Non ritiene che dare un credito così grande alla cultura eutanasica possa dequalificare e disincentivare notevolmente il progresso medico-scientifico?

«Assolutamente sì. Quando tu soffri di un qualunque problema medico in un paese dove è legale il suicidio assistito, diventa un problema che coinvolge tutta la società. La soluzione alla sofferenza diventa il mettere fine alla vita del sofferente. Il problema è che permettere a una vita di proseguire è visto come troppo costoso. Negli anni ’90, le cure contro l’HIV si erano rivelate universalmente fallimentari, al punto che a San Francisco alcune decine di malati di AIDS si erano fatti sottoporre ad eutanasia (che peraltro in California, a quei tempi, era illegale).
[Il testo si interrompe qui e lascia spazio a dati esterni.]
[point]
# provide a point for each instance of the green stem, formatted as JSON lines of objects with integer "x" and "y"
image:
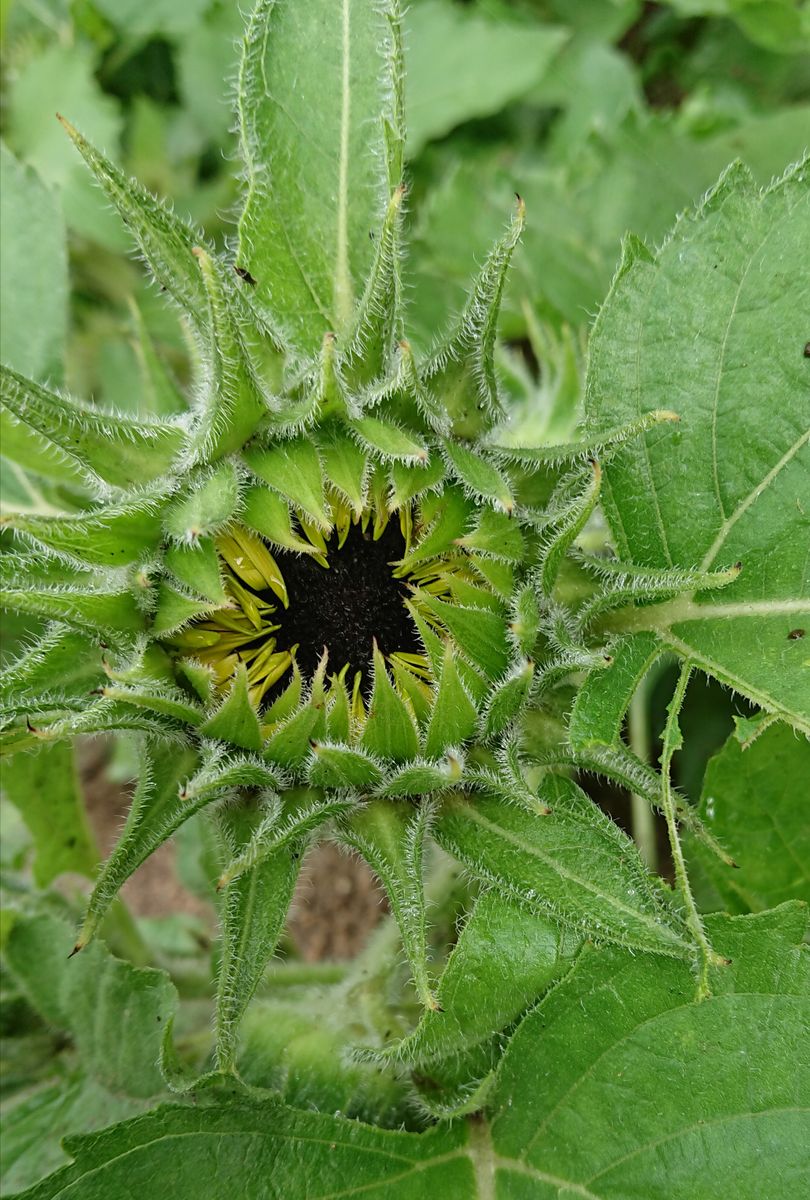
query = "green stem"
{"x": 672, "y": 742}
{"x": 643, "y": 821}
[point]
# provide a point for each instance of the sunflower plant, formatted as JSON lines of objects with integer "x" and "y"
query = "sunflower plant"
{"x": 333, "y": 592}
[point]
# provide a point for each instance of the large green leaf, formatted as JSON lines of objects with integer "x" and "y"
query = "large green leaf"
{"x": 619, "y": 1086}
{"x": 114, "y": 1013}
{"x": 755, "y": 803}
{"x": 316, "y": 187}
{"x": 255, "y": 1150}
{"x": 34, "y": 288}
{"x": 714, "y": 328}
{"x": 111, "y": 1019}
{"x": 505, "y": 957}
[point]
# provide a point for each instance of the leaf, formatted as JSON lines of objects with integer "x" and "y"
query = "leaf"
{"x": 232, "y": 405}
{"x": 63, "y": 593}
{"x": 237, "y": 720}
{"x": 454, "y": 715}
{"x": 45, "y": 789}
{"x": 244, "y": 1141}
{"x": 114, "y": 1012}
{"x": 389, "y": 441}
{"x": 304, "y": 231}
{"x": 505, "y": 957}
{"x": 107, "y": 537}
{"x": 755, "y": 803}
{"x": 484, "y": 480}
{"x": 166, "y": 241}
{"x": 724, "y": 489}
{"x": 678, "y": 1099}
{"x": 37, "y": 1120}
{"x": 34, "y": 288}
{"x": 293, "y": 468}
{"x": 573, "y": 864}
{"x": 391, "y": 839}
{"x": 640, "y": 177}
{"x": 389, "y": 731}
{"x": 604, "y": 699}
{"x": 255, "y": 909}
{"x": 97, "y": 445}
{"x": 462, "y": 65}
{"x": 159, "y": 808}
{"x": 777, "y": 25}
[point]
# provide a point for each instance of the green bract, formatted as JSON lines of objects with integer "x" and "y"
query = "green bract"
{"x": 346, "y": 593}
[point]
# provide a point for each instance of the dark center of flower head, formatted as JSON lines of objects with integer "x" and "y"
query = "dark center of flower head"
{"x": 282, "y": 606}
{"x": 348, "y": 605}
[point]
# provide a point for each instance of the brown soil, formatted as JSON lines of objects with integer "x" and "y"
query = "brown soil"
{"x": 336, "y": 905}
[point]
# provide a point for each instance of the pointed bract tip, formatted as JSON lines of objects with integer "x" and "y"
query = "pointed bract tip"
{"x": 69, "y": 127}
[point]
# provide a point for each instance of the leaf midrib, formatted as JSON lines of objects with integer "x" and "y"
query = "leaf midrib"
{"x": 659, "y": 927}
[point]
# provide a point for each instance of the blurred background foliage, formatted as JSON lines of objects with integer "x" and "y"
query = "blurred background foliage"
{"x": 606, "y": 115}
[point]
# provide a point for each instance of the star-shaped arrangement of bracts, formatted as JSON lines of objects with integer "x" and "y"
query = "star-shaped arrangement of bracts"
{"x": 198, "y": 594}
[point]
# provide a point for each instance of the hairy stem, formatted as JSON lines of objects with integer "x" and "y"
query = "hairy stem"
{"x": 672, "y": 742}
{"x": 641, "y": 814}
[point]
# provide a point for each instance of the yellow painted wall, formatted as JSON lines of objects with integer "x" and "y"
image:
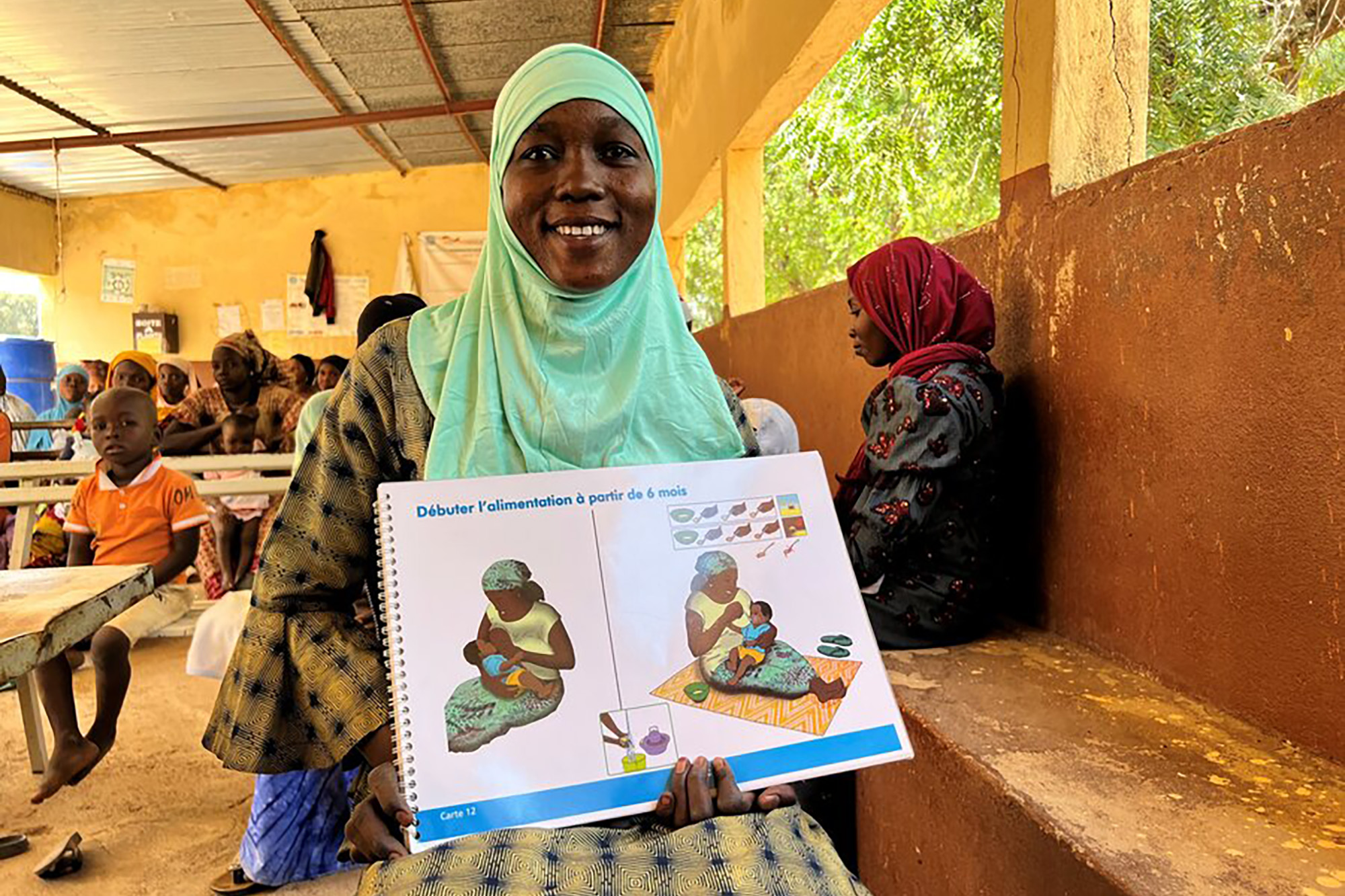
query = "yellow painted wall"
{"x": 730, "y": 75}
{"x": 241, "y": 244}
{"x": 28, "y": 233}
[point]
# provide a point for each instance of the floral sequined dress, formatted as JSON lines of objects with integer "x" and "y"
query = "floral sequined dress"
{"x": 919, "y": 528}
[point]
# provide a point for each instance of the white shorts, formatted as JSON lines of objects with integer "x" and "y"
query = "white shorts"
{"x": 159, "y": 610}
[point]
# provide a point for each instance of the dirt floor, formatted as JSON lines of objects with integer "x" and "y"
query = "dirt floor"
{"x": 159, "y": 815}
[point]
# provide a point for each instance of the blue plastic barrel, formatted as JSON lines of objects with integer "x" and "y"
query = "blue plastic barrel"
{"x": 30, "y": 365}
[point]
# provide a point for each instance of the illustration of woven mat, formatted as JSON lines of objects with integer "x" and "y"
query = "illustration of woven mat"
{"x": 806, "y": 713}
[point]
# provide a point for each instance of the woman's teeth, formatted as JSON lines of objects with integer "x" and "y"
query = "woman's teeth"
{"x": 587, "y": 231}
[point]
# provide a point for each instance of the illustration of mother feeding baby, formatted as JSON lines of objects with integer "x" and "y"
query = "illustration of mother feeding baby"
{"x": 520, "y": 651}
{"x": 735, "y": 642}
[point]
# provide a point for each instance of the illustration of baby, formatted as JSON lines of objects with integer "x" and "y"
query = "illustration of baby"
{"x": 758, "y": 638}
{"x": 504, "y": 671}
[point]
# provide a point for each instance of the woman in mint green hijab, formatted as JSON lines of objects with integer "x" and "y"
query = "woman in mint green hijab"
{"x": 568, "y": 352}
{"x": 570, "y": 349}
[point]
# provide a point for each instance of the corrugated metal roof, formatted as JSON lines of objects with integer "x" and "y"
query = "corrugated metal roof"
{"x": 132, "y": 65}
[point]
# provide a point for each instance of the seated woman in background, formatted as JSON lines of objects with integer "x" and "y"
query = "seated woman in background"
{"x": 135, "y": 370}
{"x": 245, "y": 386}
{"x": 305, "y": 374}
{"x": 72, "y": 400}
{"x": 914, "y": 505}
{"x": 98, "y": 370}
{"x": 176, "y": 381}
{"x": 329, "y": 372}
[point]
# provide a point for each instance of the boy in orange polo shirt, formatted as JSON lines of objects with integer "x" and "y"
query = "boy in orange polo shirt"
{"x": 131, "y": 510}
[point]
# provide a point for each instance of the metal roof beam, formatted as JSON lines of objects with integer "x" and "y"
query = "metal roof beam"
{"x": 439, "y": 79}
{"x": 314, "y": 79}
{"x": 103, "y": 132}
{"x": 599, "y": 21}
{"x": 252, "y": 130}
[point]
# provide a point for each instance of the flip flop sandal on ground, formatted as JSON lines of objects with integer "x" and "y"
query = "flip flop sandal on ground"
{"x": 64, "y": 860}
{"x": 13, "y": 845}
{"x": 236, "y": 881}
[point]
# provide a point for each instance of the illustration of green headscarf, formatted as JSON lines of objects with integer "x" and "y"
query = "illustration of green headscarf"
{"x": 524, "y": 376}
{"x": 506, "y": 575}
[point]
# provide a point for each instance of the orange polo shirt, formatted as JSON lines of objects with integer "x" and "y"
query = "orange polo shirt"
{"x": 135, "y": 524}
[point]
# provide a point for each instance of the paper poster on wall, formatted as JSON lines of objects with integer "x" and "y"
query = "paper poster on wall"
{"x": 352, "y": 298}
{"x": 119, "y": 280}
{"x": 446, "y": 263}
{"x": 274, "y": 315}
{"x": 229, "y": 319}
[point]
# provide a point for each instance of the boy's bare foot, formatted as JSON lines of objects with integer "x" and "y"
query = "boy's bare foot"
{"x": 72, "y": 756}
{"x": 104, "y": 740}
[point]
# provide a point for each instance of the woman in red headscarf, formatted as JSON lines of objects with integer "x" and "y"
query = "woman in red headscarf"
{"x": 915, "y": 501}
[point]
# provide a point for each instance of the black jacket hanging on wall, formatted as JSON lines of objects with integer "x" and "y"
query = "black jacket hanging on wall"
{"x": 321, "y": 284}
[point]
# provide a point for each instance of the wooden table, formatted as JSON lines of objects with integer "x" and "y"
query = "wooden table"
{"x": 44, "y": 612}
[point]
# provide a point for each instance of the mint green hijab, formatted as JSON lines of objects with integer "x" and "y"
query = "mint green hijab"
{"x": 524, "y": 376}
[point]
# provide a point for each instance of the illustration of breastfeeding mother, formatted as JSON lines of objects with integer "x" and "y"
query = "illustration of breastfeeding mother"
{"x": 518, "y": 654}
{"x": 718, "y": 612}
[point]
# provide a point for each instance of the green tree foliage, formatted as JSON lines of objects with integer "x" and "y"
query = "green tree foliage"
{"x": 903, "y": 135}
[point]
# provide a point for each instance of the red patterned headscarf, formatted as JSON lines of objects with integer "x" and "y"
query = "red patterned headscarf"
{"x": 935, "y": 314}
{"x": 931, "y": 307}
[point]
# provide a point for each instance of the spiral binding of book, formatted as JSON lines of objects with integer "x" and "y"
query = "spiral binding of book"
{"x": 404, "y": 755}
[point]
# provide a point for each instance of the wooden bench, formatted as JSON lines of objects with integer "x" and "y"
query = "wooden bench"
{"x": 34, "y": 490}
{"x": 1043, "y": 767}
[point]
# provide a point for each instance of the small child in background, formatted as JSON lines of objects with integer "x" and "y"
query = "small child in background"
{"x": 502, "y": 670}
{"x": 758, "y": 638}
{"x": 237, "y": 517}
{"x": 131, "y": 510}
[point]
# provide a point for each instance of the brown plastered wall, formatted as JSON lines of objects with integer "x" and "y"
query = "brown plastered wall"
{"x": 1175, "y": 343}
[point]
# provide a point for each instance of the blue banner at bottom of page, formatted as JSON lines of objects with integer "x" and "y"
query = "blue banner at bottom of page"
{"x": 645, "y": 787}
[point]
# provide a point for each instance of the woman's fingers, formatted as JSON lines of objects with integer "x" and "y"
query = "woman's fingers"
{"x": 677, "y": 791}
{"x": 700, "y": 795}
{"x": 383, "y": 783}
{"x": 730, "y": 799}
{"x": 371, "y": 834}
{"x": 777, "y": 797}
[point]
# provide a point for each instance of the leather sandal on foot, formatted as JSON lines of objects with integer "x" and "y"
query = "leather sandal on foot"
{"x": 235, "y": 881}
{"x": 64, "y": 860}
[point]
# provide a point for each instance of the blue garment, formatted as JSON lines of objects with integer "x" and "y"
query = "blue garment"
{"x": 41, "y": 439}
{"x": 297, "y": 826}
{"x": 753, "y": 633}
{"x": 497, "y": 665}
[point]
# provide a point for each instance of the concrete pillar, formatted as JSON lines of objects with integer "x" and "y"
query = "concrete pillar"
{"x": 1075, "y": 91}
{"x": 744, "y": 240}
{"x": 676, "y": 249}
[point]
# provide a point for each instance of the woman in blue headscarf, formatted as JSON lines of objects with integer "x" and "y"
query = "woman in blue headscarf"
{"x": 72, "y": 391}
{"x": 567, "y": 352}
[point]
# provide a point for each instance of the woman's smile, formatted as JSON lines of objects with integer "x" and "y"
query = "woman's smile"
{"x": 580, "y": 194}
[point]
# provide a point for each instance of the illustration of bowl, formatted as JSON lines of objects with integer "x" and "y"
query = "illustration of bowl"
{"x": 656, "y": 741}
{"x": 697, "y": 690}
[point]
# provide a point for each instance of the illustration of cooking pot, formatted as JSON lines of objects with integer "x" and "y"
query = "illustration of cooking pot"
{"x": 656, "y": 741}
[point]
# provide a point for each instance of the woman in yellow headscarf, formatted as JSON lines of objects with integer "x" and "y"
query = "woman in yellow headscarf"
{"x": 135, "y": 370}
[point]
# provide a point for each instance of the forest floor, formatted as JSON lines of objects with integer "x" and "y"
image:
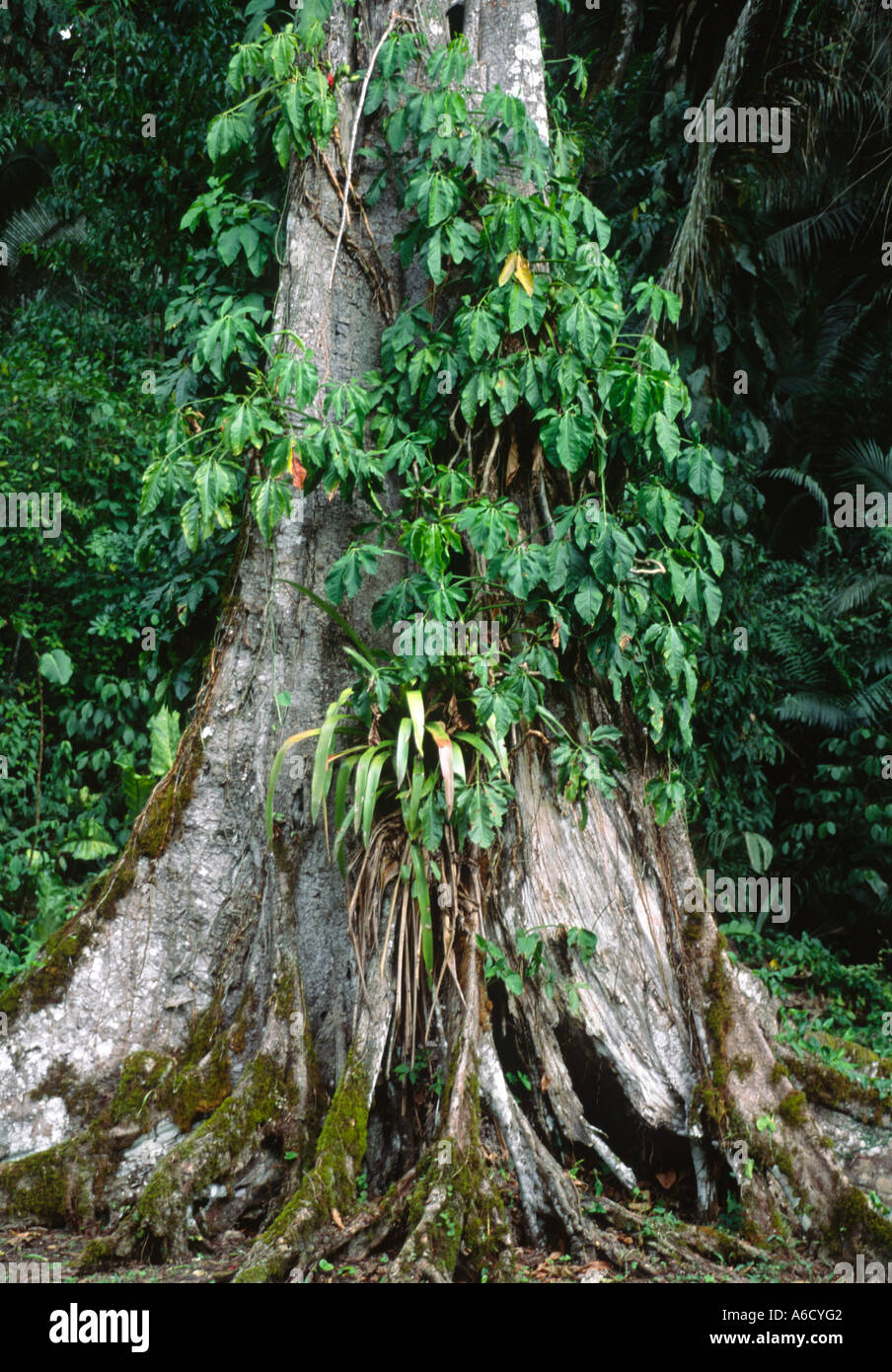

Eppure, un paio d’anni dopo, grazie a Dio, si sono diffuse le terapie retrovirali, che non cancellano la sieropositività ma comunque consentono una vita pressoché normale».

In Italia domani è il giorno in cui scade l’ultimatum della Corte Costituzionale al Parlamento per legiferare sul fine vita. Che messaggio vuole lanciare al nostro Paese?

«I malati italiani, come in ogni altro paese, meritano di ricevere cure, non di morire. È importante che gli italiani continuino a ricevere cure adeguate, come è stato in passato. Penso alla storia italiana, ai primi ospedali, alla cura dei poveri, dei malati, dei sofferenti: questa è la vostra tradizione e va preservata. Fare la fine dell’Olanda dove ormai una morte su quattro è per eutanasia è qualcosa che voi italiani non meritate. La vostra è una storia di splendida gente che ama la vita, la rispetta e la valorizza. Il rischio per il vostro paese è incamminarsi verso il destino del mio paese, del Belgio o dell’Olanda dove molti pazienti ricevono l’eutanasia contro la loro volontà. In Olanda vi sono persone anziane che girano con una sorta di carta d’identità su cui scrivono: “Se sono malato non uccidetemi”. Una volta ho visto un fumetto che mostra due pazienti in terapia intensiva; uno, prima di appisolarsi, chiede all’altro: “Fai attenzione alla mia PEG che qualcuno potrebbe venire a togliermela…”. Questa è la mentalità che si è diffusa in Olanda tra i pazienti che non vogliono il suicidio assistito. Spero in Italia, non si faccia questa fine, gli italiani sono persone splendide, non lo meritano, è qualcosa a cui non dovrebbero mai aderire».